Greetings and welcome my 33rd interview with a thought leader in the “connected technology” space. This month, we’ve got the distinct pleasure of talking to Allan Mitchell. Allan is a SQL Server MVP, speaker and both joint owner and Integration Director of the new consulting shop, Copper Blue Consulting. Allan’s got excellent experience in the ETL space and has been an early adopter and contributor to Microsoft StreamInsight.
On to the questions!
Q: Are the current data integration tools that you use adequate for scenarios involving “Big Data”? What do you do in scenarios when you have massive sets of structured or unstructured data that need to be moved and analyzed?
A: Big Data. My favorite definition of big data is:
“Data so large that you have to think about it. How will you move it, store it, analyze it or make it available to others.”

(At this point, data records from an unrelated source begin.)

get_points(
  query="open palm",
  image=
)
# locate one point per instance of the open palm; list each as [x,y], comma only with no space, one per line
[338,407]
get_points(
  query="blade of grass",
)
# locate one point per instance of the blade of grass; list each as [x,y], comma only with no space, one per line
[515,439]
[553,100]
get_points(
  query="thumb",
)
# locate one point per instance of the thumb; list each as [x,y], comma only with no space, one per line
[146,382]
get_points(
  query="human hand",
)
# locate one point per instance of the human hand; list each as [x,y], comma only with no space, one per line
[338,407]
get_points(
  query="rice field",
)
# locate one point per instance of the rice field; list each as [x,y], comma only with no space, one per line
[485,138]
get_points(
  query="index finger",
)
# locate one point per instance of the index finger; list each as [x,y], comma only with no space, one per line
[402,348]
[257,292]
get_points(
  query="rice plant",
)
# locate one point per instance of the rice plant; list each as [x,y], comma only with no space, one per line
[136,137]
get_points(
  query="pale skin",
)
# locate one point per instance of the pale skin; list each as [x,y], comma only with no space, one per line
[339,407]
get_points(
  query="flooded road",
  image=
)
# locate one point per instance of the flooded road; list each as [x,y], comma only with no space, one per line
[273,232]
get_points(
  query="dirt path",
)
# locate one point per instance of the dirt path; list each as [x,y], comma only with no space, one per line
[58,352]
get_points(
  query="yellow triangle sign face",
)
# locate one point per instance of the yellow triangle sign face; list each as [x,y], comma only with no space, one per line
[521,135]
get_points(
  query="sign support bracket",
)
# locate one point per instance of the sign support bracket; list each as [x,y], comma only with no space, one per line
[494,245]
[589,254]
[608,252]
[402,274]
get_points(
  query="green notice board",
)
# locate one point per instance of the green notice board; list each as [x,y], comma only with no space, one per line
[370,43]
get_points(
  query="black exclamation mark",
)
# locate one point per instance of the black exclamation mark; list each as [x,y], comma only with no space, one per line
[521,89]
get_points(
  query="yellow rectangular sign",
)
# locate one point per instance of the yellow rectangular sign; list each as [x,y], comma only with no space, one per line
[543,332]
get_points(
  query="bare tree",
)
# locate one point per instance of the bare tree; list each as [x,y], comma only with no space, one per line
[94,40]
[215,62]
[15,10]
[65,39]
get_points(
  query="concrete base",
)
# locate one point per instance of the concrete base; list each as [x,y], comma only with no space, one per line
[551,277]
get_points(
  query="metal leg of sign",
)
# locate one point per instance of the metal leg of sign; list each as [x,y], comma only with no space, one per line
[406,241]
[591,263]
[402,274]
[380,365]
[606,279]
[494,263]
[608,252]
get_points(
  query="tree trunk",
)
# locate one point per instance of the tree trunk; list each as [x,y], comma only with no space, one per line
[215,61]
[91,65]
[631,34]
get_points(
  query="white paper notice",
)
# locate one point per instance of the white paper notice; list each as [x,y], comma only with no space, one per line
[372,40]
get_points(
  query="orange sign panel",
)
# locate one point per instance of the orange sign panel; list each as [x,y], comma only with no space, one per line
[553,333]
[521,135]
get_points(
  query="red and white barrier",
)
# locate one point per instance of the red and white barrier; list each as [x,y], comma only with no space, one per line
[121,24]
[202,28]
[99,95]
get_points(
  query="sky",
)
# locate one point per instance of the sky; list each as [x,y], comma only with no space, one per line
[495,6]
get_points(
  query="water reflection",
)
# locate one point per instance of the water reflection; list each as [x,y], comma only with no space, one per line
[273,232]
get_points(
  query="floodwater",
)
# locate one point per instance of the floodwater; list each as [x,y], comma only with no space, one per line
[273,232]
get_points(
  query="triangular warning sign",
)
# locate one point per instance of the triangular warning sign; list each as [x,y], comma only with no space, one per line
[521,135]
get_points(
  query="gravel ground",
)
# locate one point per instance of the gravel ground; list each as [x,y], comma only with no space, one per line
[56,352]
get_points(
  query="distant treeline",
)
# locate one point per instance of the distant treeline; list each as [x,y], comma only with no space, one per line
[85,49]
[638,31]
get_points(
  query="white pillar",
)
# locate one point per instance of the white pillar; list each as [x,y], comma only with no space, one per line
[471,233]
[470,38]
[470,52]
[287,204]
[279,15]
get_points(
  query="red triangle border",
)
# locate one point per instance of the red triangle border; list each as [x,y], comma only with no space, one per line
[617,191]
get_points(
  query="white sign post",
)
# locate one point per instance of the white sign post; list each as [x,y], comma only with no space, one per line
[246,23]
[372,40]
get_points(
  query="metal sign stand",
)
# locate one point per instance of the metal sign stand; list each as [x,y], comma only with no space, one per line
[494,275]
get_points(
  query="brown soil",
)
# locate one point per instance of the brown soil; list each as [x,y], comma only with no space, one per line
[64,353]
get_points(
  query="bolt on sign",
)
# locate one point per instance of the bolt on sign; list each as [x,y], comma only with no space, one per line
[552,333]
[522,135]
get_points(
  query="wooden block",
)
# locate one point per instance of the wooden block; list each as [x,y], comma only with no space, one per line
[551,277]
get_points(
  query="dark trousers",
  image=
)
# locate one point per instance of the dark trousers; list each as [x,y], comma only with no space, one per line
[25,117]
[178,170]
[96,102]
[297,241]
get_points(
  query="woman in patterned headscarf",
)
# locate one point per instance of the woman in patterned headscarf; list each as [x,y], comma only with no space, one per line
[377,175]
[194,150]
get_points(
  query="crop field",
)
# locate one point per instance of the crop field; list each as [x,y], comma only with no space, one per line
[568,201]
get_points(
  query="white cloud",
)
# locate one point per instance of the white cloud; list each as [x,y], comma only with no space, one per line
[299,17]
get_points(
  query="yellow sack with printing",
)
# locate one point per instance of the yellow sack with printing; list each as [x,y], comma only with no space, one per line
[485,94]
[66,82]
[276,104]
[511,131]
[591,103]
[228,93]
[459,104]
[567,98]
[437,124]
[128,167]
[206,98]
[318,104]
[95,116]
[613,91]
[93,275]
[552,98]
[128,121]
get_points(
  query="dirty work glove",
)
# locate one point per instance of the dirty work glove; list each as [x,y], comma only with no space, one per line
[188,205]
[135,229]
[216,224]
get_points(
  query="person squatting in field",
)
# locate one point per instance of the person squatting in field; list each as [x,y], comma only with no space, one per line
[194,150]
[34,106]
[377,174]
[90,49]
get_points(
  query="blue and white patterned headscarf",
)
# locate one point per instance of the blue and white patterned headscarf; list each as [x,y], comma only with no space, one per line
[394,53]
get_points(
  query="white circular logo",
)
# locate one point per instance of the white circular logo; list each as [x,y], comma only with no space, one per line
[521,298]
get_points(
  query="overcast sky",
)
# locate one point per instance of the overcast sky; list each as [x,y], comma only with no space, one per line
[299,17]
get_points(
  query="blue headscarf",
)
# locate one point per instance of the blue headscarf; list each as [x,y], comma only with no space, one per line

This does of course make it subjective to the person with the data. What is big for me is not always big for someone else. Objectively, however, according to a study by the University of Southern California, digital media accounted for just 25% of all the information in the world. By 2007, however, it accounted for 94%. It is estimated that 4 exabytes (4 x 10^19) of unique information will be generated this year – more than in the previous 5,000 years. So Big Data should be firmly on the roadmap of any information strategy.
Back to the question: I do not always have the luxury of big bandwidth so moving serious amounts of data over the network is prohibitive in terms of speed and resource utilization. If the data is so large then I am a fan of having a backup taken and then restoring it on another server because this method tends to invite less trouble.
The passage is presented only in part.